When he’d visited Bitsy at the detention center to tell her about his new son and how he’d come into the world, she’d told him that she reckoned life had given him enough heartache, he should have it easy for awhile.

Bitsy had no idea that life with Nina was far from easy.

But that didn’t mean it wasn’t beautiful.

She kept him on his toes, his Nina did. His wife ate life, devoured it daily with a hunger and passion that had not ceased to amaze him as their days together slid by.

It wasn’t lost on Max that life had handed him great bounty at a young age and then had taken it away only to give it back. He knew the bitter taste of loss and therefore he understood Bitsy not liking the taste of it.

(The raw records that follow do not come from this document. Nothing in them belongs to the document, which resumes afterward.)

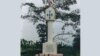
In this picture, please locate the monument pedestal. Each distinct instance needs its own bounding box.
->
[42,42,57,54]
[35,54,63,56]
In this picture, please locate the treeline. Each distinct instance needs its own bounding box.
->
[21,36,80,56]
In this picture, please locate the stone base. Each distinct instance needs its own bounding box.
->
[35,54,63,56]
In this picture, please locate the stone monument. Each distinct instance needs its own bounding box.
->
[36,0,63,56]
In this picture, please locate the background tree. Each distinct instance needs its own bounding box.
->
[21,0,80,56]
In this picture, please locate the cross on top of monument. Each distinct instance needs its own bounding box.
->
[45,6,56,20]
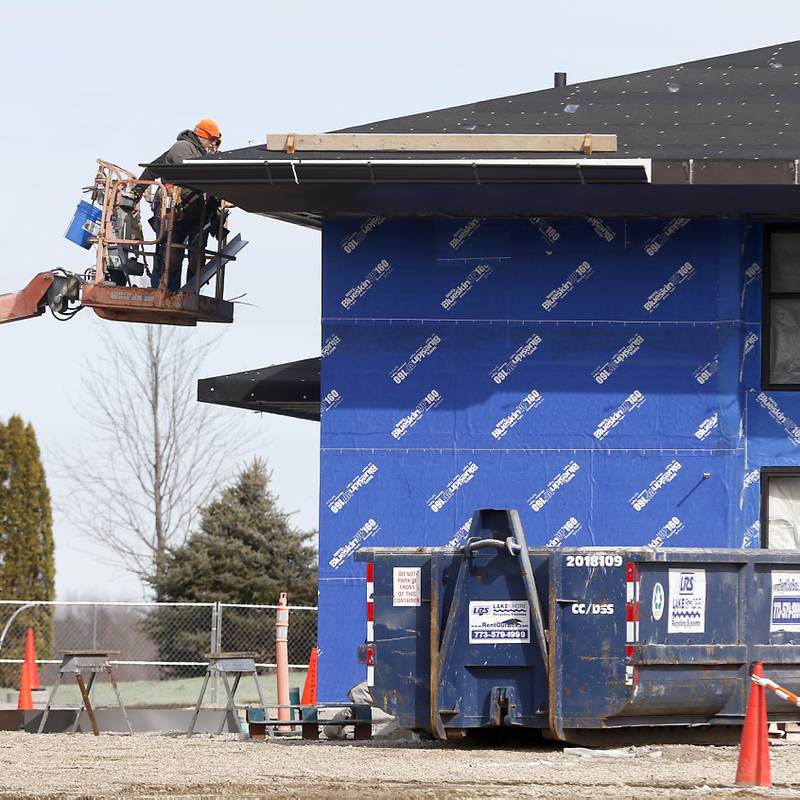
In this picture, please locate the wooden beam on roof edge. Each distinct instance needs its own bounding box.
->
[267,133,617,153]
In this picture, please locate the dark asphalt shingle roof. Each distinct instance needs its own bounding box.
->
[212,42,800,159]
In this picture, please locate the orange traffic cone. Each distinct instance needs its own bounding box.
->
[25,628,42,689]
[736,661,772,786]
[17,663,33,711]
[300,647,317,706]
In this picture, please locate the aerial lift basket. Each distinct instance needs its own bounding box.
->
[0,160,247,325]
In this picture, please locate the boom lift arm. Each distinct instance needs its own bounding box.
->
[0,161,247,325]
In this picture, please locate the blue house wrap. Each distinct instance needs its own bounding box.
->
[319,218,800,700]
[154,42,800,700]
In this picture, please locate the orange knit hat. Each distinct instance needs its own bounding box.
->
[194,119,222,139]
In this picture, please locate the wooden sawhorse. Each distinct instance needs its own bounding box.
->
[186,653,265,736]
[36,650,133,736]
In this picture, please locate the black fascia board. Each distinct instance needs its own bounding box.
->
[138,164,800,220]
[197,357,320,421]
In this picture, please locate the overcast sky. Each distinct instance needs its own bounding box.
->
[0,0,800,599]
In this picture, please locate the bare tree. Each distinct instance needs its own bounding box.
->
[64,325,244,586]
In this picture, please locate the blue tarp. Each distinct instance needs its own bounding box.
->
[319,218,800,700]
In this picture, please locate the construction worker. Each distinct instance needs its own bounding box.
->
[139,119,222,292]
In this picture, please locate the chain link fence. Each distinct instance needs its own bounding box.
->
[0,600,317,706]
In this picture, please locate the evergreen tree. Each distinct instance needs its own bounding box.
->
[0,416,55,686]
[145,459,317,674]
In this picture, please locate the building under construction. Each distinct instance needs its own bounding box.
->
[6,42,800,700]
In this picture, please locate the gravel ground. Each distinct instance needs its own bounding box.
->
[0,732,800,800]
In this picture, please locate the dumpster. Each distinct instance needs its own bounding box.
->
[356,509,800,744]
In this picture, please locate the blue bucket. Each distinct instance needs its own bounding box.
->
[64,200,102,250]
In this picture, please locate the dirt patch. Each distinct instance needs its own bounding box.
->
[0,732,800,800]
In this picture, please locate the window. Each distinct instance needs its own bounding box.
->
[761,225,800,391]
[761,467,800,550]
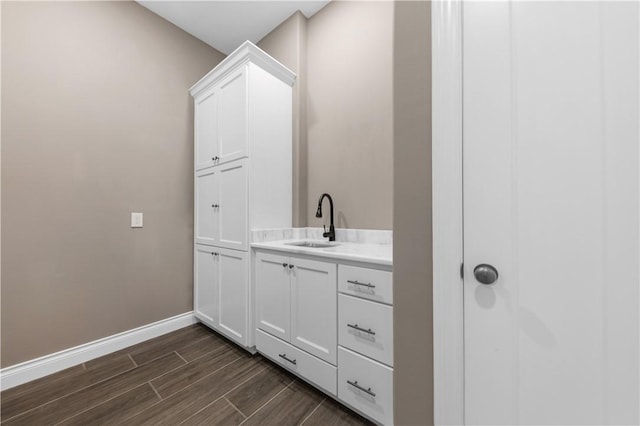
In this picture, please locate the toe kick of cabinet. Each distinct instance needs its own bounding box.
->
[256,330,337,396]
[338,347,393,425]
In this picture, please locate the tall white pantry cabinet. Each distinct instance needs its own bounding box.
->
[190,41,295,348]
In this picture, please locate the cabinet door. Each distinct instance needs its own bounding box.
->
[195,168,220,245]
[193,245,220,327]
[216,249,249,346]
[218,67,248,162]
[290,257,337,365]
[255,252,291,342]
[194,88,218,170]
[217,160,248,250]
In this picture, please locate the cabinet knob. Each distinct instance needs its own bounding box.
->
[347,324,376,336]
[278,354,297,365]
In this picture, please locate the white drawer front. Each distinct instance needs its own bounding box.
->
[338,265,393,305]
[256,330,337,395]
[338,294,393,366]
[338,347,393,425]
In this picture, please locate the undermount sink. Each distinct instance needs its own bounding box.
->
[286,241,339,248]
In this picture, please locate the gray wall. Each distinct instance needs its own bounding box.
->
[393,1,433,425]
[258,1,393,229]
[307,1,393,229]
[1,2,224,366]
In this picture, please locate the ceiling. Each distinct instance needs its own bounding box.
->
[138,0,330,55]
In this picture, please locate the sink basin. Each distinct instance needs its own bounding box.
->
[287,241,339,248]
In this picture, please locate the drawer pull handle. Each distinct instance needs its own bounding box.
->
[278,354,297,365]
[347,380,376,398]
[347,324,376,336]
[347,280,376,288]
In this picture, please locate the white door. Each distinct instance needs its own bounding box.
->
[194,88,219,170]
[463,2,639,425]
[216,249,249,345]
[195,168,220,245]
[218,67,248,162]
[290,257,338,365]
[217,159,249,250]
[255,252,292,342]
[193,245,220,327]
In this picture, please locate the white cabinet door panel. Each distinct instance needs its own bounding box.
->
[290,257,337,365]
[255,252,291,341]
[216,249,249,344]
[194,88,218,170]
[218,160,248,250]
[193,246,220,326]
[218,67,248,162]
[195,168,220,245]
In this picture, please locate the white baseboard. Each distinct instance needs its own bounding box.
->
[0,312,198,391]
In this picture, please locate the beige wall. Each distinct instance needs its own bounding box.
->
[258,1,393,229]
[1,2,224,366]
[307,1,393,229]
[259,1,393,229]
[258,12,308,227]
[393,1,433,425]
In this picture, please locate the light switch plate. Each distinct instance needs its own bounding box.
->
[131,212,142,228]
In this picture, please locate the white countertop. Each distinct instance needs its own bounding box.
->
[251,239,393,266]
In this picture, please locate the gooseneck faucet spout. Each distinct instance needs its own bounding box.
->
[316,192,336,241]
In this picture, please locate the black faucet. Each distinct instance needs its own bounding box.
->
[316,192,336,241]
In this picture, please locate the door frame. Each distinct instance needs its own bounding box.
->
[431,0,465,425]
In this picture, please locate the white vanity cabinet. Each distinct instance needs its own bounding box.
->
[338,265,393,425]
[255,252,337,365]
[190,42,295,348]
[252,243,393,425]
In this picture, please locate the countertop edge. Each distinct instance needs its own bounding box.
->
[251,239,393,266]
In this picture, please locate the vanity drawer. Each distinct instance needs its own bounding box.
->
[256,330,337,395]
[338,265,393,305]
[338,348,393,425]
[338,294,393,366]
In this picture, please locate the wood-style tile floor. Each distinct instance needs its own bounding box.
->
[0,324,370,426]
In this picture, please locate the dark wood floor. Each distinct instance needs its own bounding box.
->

And therefore, he never failed to savor the sweet taste of having Nina fill his life. He remembered the second that bitterness was swept clean from his tongue, when his now wife had informed him her sinuses hurt when she’d bravely and hilariously squared off against him in a snowstorm minutes after they met. He’d been so used to the sour taste, it came as a shock when it disappeared as he fought against laughter at the same time the sweetness invaded, so strong and foreign it made his jaws ache.

He took the bottle to the kitchen and then went to join his wife in their chair.

He’d started a fire because Nina liked fires in the evening no matter if it was summer or winter. But he knew it was a wasted effort. Just as with Charlie, in the early months of her pregnancy she slept a lot. He knew she was probably out the minute she rested her head against the high arm of the chair.

Gently, he moved her, her damn cat darting away as he did. He slid in next to her and then pulled her into him. She helped. In her sleep she curled deeply into his frame, her arm snaking around his gut, her head burrowing into his neck.

Through this, as usual with his Nina, she didn’t wake and she wouldn’t. He’d have to carry her to bed. She’d had an active day, starting it with heading to the mall first thing and ending with dancing like a madwoman at Mindy and Jeff’s reception then laughing until she choked with her family and friends at The Mark.

Max stared into the fire and held his wife close and as he was doing this, a sweet, hushed voice he hadn’t heard in thirteen years spoke in his brain.

I’m happy for you, honey, Anna said and Max closed his eyes.

Then he opened them and pulled Nina closer.

“I’m happy too,” he whispered.

I’m going now. If Nina asks where he’s gone, tell her I’m taking Charlie with me.

Max didn’t answer.

I love you, Max, and I love the way she loves you.

She would love that, Anna would. That was pure Anna.

“Find peace, Swanee,” Max replied.

Already did, ‘bout three years ago, baby.

Max’s jaw clenched to fight against his throat getting tight.

Then there was silence except for the crackling of the fire in the grate of the huge stone hearth he laid with his own hands in the house on the mountain his father gave to him, his son asleep in the other room, his wife carrying his unborn child asleep and tucked to his side.

And Holden Maxwell stayed right where he was, still, quiet, content and staring into the fire until it was time to get up and carry Nina to bed.